Some reviewers saw, as I did, that Virginia Woolf's underlying theme, because of the era she lived, of exploring how thinking, although maneuvering over and managing the usual unruly desires and needs of life, was starting to spin off course from the old usual rutted paths in a post-WWI British world. The Vietnam War was also an American social earthquake. The same disturbances of truisms, tropes, customs and beliefs occurred here as a result. I lived through it, and I still come up snarling over certain perceived injustices or mores which used to be either ignored or papered over by traditions and customs. I see no difference in how WWI is beginning to subtly undermine the certainties of English society as the characters reveal their startled doubts and sudden new patterns of judgement in 'Mrs. Dalloway' and in how the Vietnam War affected American society in the 1970's. The upheavals in politics, social classes, religion and expectations of a predictability to the 'permanent' Universe are the same.
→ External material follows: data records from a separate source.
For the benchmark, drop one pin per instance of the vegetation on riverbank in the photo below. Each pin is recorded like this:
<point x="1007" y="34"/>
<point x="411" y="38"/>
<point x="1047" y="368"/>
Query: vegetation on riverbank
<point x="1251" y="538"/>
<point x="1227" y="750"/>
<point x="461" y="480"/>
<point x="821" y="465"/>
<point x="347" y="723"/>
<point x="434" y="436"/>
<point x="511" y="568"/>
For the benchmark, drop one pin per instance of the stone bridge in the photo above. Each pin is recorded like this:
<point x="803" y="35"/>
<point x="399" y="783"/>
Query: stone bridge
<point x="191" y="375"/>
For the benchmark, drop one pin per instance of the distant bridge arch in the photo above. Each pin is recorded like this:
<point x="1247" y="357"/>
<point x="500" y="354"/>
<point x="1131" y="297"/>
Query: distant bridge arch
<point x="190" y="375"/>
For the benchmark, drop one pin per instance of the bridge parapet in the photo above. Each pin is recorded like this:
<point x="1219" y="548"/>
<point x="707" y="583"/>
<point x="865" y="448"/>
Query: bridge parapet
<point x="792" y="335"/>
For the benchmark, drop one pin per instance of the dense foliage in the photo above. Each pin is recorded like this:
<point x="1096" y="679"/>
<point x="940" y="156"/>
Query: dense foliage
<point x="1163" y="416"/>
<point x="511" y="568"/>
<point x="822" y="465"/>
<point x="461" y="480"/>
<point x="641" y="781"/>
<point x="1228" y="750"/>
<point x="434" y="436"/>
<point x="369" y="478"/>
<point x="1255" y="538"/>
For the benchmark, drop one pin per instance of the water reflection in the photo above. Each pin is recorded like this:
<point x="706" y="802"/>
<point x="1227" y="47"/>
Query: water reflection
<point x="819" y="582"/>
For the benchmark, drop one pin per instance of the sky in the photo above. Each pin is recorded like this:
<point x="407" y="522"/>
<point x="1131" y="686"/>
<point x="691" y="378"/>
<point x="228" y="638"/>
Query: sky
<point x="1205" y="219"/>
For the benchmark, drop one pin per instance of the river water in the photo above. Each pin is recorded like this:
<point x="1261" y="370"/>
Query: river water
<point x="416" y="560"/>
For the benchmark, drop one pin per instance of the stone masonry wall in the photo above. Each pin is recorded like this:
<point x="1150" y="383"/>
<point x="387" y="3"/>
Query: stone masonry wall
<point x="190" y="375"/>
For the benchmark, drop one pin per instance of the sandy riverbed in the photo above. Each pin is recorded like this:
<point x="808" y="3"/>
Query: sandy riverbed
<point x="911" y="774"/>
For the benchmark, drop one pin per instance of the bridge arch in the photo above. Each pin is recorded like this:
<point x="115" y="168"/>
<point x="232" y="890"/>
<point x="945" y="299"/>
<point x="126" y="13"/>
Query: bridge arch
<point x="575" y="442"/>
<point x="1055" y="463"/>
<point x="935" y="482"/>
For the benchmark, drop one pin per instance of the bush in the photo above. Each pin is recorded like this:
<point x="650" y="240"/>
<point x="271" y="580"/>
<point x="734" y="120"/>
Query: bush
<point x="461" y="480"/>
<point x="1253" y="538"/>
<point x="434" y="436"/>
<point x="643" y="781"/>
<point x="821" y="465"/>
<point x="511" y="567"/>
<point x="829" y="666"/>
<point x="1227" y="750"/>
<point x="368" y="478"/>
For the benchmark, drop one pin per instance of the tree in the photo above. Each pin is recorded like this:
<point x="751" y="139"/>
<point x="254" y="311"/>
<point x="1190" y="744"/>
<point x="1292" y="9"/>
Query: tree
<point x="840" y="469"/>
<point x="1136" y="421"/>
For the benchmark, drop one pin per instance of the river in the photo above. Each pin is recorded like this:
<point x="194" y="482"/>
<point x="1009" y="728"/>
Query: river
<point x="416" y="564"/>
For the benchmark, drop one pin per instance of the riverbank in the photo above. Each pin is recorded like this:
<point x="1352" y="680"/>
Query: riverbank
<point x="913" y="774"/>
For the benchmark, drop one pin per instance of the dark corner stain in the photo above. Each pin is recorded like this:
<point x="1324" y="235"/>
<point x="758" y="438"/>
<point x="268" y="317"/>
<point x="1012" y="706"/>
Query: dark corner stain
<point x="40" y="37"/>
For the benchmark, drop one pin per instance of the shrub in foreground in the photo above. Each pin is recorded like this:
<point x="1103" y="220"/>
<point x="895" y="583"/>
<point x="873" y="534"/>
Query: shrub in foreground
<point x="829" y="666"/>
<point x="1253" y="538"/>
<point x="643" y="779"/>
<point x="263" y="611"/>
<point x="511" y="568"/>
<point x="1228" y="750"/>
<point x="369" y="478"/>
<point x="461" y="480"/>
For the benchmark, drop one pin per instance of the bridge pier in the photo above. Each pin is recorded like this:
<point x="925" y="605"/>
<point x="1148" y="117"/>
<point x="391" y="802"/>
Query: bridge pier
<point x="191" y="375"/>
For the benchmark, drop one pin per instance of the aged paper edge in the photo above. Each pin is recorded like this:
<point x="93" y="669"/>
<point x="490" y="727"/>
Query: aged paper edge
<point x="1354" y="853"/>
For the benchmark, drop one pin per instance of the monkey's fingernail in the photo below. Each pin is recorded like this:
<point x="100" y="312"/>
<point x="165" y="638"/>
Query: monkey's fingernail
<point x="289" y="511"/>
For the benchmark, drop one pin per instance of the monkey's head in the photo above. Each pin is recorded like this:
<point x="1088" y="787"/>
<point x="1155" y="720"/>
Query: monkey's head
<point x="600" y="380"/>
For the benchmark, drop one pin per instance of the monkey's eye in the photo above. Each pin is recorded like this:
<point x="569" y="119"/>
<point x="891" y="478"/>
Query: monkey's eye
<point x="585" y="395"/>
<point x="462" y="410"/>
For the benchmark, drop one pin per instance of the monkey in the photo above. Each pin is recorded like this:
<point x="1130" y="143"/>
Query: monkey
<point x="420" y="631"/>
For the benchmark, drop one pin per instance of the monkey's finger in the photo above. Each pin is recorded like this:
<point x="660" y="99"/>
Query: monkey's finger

Not everyone will be as admiring as I and many other readers are when they read this book. It is an experimental (and a very successful one, polished and mostly complete) Modernist genre, utilizing a stream-of-consciousness architecture. It is one of the most accessible of its kind, which has been noted in other reviews, and I agree. I could find some resonances between myself and the characters, which isn't always true when the literary requirements are that the characters be written to serve more as symbols than they are expected to be fleshed out.
I will be re-reading this novel again in the future. It is a keeper.